12. Il est convenu que les armées de Flandres, et celle que doit commander Son Altesse, ainsi que dit est, agiront de commune main à mesme fin, avec bonne correspondance.
13. On taschera de faire que les troupes soient prestes au plutost, et que ce soit à la fin de may; sur quoy Sa Majesté Catholique fera escrire au gouverneur de Luxembourg afin qu’il die à celuy qui luy portera un blanc signé de Son Altesse ou de quelqu’un des deux seigneurs, le temps auquel tout pourra estre en estat. Lequel blanc signé, Son Altesse envoyera au plustot, afin de gagner temps si les choses sont pressées; ou si elles ne le sont point encore lorsque la personne arrivera, elle s’en retournera à la place de seureté.
14. Sa Majesté Catholique donnera aux troupes de Son Altesse, un mois après qu’elles seront dans le service et ensuite, cent mil livres par mois, pour leur entretien et pour les autres affaires de la guerre. Et Son Altesse aura agréable de déclarer après le nombre des hommes qu’il aura dans la place de seureté, et celuy de ses troupes s’il trouve bon: demeurant dès maintenant accordé que les logements et les contributions se distribueront également entre les deux armées.

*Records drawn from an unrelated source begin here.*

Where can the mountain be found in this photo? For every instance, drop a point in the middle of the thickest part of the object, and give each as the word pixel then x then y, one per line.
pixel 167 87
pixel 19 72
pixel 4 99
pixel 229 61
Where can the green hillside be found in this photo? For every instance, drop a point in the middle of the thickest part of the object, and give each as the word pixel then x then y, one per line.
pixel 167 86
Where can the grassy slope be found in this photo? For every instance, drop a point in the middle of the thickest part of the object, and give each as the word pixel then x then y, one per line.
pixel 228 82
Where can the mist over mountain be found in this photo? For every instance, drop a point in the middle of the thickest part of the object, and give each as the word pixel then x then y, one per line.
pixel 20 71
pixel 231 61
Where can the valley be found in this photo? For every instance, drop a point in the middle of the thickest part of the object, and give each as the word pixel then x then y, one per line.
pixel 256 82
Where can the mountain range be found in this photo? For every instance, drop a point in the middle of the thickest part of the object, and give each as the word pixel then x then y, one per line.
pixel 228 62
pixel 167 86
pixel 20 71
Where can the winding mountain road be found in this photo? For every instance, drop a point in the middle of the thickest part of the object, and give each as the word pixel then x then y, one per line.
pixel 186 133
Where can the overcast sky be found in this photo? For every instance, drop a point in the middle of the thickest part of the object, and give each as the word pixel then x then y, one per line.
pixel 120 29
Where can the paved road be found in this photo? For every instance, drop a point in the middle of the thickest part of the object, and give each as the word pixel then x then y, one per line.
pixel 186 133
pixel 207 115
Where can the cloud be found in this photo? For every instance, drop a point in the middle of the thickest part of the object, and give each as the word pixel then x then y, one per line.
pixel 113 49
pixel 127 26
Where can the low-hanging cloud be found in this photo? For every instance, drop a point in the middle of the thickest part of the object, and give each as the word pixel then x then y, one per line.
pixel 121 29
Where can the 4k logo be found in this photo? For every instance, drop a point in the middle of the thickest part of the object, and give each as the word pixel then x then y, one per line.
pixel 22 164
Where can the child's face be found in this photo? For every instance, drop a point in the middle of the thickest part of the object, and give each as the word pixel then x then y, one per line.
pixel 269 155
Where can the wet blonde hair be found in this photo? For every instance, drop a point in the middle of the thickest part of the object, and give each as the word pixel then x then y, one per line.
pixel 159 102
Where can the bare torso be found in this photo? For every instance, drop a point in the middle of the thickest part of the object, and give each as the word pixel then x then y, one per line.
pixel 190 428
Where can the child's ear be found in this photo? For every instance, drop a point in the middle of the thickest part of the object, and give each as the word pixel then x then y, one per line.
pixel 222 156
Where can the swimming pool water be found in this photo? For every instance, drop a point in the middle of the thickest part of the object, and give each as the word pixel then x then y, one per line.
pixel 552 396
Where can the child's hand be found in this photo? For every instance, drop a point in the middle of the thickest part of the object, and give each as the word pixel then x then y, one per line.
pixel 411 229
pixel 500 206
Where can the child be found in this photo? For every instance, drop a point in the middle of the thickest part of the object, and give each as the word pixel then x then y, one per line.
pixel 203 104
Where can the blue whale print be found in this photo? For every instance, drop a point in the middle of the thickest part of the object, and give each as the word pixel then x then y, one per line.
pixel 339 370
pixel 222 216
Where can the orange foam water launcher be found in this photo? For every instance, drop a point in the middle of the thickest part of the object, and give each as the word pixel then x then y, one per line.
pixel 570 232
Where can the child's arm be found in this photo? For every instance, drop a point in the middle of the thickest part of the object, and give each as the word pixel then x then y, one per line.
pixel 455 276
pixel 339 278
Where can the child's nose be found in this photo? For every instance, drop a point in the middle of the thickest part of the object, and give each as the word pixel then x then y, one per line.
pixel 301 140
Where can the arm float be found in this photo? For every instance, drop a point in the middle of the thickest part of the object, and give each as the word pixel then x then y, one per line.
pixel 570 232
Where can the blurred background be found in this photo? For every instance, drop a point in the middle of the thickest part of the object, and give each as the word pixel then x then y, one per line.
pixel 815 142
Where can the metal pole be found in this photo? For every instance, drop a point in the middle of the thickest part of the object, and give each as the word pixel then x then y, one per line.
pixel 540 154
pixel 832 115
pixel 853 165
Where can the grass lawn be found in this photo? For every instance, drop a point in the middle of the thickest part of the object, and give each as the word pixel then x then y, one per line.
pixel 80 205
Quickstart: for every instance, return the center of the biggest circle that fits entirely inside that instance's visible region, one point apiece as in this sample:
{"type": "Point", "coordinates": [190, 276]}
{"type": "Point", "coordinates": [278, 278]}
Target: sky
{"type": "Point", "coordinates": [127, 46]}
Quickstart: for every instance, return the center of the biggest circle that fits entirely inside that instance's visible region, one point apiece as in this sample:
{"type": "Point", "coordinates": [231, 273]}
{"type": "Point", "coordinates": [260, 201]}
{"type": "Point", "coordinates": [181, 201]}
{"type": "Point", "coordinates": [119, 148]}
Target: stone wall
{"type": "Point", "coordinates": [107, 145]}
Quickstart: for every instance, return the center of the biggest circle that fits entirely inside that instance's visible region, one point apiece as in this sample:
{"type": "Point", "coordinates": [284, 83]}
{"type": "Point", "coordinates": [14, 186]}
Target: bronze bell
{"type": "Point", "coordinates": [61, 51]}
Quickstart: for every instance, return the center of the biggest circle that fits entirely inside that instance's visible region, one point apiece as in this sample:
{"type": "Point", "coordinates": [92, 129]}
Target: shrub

15. L’argent qui se tirera du royaume de France sera à la disposition de Son Altesse, et sera départy également entre les deux armées, comme il est dit en l’article précédent, et est déclaré qu’on ne pourra imposer aucuns tributs que par l’ordre de Son Altesse.

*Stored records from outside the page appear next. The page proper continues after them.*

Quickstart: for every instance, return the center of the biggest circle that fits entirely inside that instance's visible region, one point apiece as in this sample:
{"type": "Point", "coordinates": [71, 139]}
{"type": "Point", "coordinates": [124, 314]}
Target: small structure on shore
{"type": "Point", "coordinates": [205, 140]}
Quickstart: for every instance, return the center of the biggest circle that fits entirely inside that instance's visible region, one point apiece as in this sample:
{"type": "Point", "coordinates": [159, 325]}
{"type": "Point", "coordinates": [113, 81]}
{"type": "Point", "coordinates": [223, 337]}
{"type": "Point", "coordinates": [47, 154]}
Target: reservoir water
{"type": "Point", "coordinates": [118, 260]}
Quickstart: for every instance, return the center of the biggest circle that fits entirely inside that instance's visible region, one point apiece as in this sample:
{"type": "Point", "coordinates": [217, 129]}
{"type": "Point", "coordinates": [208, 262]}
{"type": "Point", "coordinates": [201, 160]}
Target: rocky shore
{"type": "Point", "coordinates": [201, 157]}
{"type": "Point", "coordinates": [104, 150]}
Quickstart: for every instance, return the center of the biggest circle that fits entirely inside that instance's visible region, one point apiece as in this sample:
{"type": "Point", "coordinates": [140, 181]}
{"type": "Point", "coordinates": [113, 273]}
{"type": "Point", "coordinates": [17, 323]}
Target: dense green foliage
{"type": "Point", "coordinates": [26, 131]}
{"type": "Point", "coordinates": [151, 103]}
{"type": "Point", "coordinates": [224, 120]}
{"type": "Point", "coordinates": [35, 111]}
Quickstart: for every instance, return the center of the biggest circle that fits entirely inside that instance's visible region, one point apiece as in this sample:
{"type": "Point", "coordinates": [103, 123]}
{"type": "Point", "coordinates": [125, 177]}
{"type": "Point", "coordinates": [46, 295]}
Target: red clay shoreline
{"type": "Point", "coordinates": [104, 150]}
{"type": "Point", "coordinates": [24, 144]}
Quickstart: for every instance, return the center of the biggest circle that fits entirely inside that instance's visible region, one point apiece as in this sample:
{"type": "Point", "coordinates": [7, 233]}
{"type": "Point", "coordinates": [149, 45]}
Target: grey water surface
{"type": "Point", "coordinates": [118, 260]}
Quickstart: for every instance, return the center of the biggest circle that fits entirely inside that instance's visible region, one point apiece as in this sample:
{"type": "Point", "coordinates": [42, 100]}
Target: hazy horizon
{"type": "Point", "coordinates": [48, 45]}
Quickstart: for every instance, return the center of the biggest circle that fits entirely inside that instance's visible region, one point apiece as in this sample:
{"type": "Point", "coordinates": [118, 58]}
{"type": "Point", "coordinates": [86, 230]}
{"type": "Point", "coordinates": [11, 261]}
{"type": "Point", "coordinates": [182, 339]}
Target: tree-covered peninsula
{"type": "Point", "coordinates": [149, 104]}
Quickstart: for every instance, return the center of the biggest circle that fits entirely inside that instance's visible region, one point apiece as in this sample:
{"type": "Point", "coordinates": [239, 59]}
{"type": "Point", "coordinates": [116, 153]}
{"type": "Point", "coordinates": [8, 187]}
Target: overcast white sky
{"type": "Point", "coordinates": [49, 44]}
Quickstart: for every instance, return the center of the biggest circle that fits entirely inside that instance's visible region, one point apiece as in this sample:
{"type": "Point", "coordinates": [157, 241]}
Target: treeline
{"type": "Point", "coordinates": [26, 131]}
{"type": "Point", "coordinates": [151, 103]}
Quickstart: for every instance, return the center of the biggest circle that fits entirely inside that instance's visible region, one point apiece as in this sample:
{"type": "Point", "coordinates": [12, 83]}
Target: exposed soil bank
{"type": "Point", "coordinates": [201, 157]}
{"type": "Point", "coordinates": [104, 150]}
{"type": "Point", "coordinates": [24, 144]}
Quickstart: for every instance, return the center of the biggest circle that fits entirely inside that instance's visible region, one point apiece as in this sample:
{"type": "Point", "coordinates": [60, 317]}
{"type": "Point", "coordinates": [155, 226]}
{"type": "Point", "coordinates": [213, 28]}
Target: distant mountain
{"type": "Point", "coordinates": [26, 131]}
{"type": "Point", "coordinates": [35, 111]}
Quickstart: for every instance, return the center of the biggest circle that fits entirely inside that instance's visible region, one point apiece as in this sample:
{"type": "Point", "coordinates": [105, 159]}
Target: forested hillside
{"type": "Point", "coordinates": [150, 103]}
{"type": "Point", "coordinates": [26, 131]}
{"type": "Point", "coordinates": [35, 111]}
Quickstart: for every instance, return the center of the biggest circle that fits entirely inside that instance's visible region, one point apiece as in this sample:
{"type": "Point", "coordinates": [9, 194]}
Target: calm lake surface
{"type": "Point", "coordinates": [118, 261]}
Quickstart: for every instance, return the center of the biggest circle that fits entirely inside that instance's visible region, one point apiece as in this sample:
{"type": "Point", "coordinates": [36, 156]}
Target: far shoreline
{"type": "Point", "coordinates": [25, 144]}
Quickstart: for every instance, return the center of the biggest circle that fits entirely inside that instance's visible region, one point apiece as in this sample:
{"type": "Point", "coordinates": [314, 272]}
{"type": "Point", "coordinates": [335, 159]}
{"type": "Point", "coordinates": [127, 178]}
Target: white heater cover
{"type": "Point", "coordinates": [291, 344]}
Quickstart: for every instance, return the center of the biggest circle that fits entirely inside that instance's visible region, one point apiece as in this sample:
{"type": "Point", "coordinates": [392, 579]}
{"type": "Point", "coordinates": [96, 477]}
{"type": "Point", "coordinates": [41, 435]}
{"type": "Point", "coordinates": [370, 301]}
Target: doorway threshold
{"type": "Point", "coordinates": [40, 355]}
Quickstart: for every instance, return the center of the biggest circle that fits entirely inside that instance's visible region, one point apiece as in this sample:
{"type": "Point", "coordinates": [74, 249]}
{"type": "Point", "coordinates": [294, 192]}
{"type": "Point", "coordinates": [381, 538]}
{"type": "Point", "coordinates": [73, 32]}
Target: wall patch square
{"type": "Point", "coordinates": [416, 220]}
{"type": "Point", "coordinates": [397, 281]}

16. Au cas que ledit seigneur duc d’Orléans soit obligé de sortir de France et qu’il entre dans la Franche-Comté ou autre part, Sa Majesté Catholique donnera ordre à ce que Son Altesse et les deux autres grands du party soient receus dans tous ses Estats, et pour les faire conduire de là dans la place de seureté.

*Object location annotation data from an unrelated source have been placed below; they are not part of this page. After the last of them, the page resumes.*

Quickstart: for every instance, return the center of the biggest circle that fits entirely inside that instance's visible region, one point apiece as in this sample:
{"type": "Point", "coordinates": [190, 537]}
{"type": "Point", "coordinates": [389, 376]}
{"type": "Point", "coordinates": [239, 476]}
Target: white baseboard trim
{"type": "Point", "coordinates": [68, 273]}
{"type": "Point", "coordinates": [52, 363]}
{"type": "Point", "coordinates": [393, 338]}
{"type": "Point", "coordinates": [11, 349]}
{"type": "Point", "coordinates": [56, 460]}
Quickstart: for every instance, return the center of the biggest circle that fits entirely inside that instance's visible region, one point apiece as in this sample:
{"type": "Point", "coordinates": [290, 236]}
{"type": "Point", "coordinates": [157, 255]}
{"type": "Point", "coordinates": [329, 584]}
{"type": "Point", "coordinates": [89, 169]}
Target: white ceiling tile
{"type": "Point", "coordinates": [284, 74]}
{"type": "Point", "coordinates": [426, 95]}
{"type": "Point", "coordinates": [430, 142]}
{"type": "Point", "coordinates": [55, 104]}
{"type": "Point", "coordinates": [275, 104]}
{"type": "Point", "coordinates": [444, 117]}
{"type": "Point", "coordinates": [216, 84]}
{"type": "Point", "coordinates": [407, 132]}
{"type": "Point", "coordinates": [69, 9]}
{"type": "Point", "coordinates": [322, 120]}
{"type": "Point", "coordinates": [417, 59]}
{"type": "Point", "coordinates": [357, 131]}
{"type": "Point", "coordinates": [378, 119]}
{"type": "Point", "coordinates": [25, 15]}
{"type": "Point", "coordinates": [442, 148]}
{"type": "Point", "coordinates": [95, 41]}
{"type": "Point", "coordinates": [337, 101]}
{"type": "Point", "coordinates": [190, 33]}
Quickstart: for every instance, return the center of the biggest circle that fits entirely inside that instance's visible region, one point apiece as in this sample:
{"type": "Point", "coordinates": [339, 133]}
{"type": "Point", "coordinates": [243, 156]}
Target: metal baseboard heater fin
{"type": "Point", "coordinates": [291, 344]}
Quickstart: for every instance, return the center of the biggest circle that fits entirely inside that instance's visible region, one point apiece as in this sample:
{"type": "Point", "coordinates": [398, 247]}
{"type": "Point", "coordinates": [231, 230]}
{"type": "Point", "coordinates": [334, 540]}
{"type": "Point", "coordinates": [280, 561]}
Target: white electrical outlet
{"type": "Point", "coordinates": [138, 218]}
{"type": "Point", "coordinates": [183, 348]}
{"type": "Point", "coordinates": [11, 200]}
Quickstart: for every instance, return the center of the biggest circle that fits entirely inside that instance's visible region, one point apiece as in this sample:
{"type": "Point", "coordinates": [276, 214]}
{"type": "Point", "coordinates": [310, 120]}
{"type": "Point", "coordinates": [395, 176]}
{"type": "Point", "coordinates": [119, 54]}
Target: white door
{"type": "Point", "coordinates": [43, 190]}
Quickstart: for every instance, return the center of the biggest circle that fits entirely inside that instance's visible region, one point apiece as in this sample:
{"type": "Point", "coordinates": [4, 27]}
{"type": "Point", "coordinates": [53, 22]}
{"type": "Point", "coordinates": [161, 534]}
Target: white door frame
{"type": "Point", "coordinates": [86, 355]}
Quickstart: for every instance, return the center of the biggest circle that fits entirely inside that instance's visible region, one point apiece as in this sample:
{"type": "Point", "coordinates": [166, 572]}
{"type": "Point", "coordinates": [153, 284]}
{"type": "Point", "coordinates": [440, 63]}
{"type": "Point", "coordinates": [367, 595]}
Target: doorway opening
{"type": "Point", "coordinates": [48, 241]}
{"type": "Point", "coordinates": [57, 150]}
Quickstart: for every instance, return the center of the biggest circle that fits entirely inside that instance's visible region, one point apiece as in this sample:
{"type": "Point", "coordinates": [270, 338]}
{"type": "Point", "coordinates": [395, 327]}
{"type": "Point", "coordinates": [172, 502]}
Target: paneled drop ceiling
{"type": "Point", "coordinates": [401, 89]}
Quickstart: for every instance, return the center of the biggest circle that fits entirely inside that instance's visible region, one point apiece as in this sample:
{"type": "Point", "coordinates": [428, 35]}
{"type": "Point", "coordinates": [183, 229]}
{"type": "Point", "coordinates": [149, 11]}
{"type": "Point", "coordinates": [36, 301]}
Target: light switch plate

17. D’autant que ledit seigneur duc d’Orléans désire un pouvoir de Sa Majesté Catholique pour donner la paix ou neutralité aux villes et provinces de France qui la demanderont, il y aura auprès de Son Altesse un ambassadeur de Sa Majesté avec plein pouvoir: Sa Majesté accorde à cela.
18. S’il arrive faute, ce que Dieu ne veuille, dudit seigneur duc d’Orléans, Sa Majesté Catholique promet de conserver les mêmes pensions auxdits seigneurs, et à un seul d’eux si le parti subsiste, ou qu’ils demeurent au service de Sa Majesté Catholique.
19. Ledit seigneur duc d’Orléans asseure, et en son nom ledit sieur de Fontrailles, qu’à mesme temps que Son Altesse se découvrira, il lui fera livrer une place des meilleures de France pour sa seureté, laquelle sera déclarée à la conclusion du présent traité: et au cas qu’elle ne soit trouvée suffisante, ledit traité demeurera nul, comme aussi ledit sieur de Fontrailles déclarera lesdits deux seigneurs pour lesquels on demande pensions susdites dont Sa Majesté demeure d’accord.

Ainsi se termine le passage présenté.